Andy Hughes, a die-hard Manchester United fan from Colwyn Bay, north Wales, filmed Carragher spitting at his daughter after his side beat Liverpool 2-1 at Old Trafford on Saturday.
Police are understood to have spoken to Mr Hughes about filming on his phone while behind the wheel today.
He has been slammed by road safety campaigners for filming the incident on his phone while driving.
Veteran Radio 2 presenter Jeremy Vine – a keen cyclist and road safety campaigner whose evidence
secured the conviction of a road rage driver last year – is among those to have weighed in on the issue, arguing the motorist should be sent to prison.
He wrote on Twitter: "Spitting: disgusting, possibly criminal, certainly sackable.
"Filming on a mobile while driving a car with a child in the back, on a motorway, paying no attention whatsoever to the road: straight to jail."
It is understood Greater Manchester Police have spoken to Mr Hughes but do not plan to prosecute him.
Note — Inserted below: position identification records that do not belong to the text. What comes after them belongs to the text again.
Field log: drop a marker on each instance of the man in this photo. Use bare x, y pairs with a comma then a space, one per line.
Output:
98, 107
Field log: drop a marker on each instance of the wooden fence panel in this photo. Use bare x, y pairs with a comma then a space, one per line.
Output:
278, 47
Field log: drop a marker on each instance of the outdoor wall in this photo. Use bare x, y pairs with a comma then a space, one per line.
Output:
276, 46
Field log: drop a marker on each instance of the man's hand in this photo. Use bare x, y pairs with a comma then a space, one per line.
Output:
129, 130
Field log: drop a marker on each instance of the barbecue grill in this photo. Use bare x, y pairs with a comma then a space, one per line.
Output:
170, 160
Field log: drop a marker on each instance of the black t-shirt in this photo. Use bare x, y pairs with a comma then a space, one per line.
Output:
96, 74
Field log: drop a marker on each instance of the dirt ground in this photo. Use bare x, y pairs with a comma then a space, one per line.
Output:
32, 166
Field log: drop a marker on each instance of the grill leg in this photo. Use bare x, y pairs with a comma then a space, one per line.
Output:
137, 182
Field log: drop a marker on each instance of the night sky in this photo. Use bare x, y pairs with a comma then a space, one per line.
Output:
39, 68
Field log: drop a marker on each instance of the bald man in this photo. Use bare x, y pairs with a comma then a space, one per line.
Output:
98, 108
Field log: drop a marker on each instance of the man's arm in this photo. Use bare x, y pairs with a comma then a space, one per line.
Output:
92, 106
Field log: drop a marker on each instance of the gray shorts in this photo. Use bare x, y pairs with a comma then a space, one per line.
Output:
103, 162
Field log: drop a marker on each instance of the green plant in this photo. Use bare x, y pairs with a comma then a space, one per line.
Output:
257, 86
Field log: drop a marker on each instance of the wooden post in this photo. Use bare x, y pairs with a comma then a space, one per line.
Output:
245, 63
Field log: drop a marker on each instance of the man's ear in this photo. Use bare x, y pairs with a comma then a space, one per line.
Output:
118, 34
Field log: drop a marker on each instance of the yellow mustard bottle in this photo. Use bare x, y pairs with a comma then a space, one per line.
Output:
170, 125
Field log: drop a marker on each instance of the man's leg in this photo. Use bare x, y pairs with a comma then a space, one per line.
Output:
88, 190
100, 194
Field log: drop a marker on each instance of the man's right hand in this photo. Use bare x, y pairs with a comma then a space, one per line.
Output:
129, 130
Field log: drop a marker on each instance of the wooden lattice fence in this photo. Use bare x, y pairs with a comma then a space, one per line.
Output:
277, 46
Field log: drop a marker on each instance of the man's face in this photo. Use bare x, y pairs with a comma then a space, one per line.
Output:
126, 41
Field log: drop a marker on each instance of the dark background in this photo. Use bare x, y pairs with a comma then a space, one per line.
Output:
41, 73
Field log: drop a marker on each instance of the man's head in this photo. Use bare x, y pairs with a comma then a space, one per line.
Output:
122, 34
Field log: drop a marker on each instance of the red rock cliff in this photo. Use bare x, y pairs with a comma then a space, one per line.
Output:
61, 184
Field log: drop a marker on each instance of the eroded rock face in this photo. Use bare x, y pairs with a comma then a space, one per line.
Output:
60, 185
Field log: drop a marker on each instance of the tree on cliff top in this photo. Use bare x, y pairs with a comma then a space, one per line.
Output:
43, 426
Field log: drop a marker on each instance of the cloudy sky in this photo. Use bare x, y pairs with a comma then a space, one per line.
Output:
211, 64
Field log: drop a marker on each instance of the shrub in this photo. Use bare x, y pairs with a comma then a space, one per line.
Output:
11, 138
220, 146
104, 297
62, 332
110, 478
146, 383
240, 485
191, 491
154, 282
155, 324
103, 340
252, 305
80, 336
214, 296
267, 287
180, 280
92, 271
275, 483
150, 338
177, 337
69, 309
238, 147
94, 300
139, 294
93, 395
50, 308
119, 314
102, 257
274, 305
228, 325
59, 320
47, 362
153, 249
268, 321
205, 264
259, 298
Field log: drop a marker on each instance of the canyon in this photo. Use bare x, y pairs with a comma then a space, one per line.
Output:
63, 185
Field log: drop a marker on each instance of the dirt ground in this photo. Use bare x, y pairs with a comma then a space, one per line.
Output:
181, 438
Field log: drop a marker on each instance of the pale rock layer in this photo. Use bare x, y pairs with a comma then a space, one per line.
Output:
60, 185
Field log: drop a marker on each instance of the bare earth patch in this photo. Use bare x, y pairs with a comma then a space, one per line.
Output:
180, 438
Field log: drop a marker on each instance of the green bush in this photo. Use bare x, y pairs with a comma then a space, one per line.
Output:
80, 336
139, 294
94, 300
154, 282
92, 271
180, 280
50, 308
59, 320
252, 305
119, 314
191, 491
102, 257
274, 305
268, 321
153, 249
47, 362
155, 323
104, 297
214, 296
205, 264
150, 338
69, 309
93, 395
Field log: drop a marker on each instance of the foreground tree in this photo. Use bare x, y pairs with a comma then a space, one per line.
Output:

Using a phone at the wheel is illegal and drivers can be given a £200 fine and six penalty points.
The former England defender was forced to watch the shocking footage live on Sky News and issued a grovelling public apology yesterday as he fights for his job.
He said: "I have no excuse. My biggest regret is for the 14-year-old girl to be caught in the middle of this, my altercation with the father."
Asked if he deserves to keep his job, he replied: "There's no doubt what I have done is disgusting, I'm getting vilified and rightly so. I would hope five seconds of madness will not take over everything of what I've done – I don't feel like that's a real representation of me."
Mr Hughes had previously denied abusing Carragher but speaking after the 40-year-old was suspended, said he does not want him to lose his job.
He told the Mirror: "We wanted an apology and an explanation. He seems contrite. Everyone makes mistakes, we are all human."
The incident took place near Manchester United's Old Trafford ground after Carragher watched his former side Liverpool lose 2-1 on Saturday.
The AA has also said Mr Hughes should be sent on a drivers awareness course and had put other road users at risk. President Edmund King said of the incident: "It is a serious offence to use a hand-held phone at the wheel which one driver certainly seems to be doing. The tactical display from both drivers, on attack and in defence, is diabolical."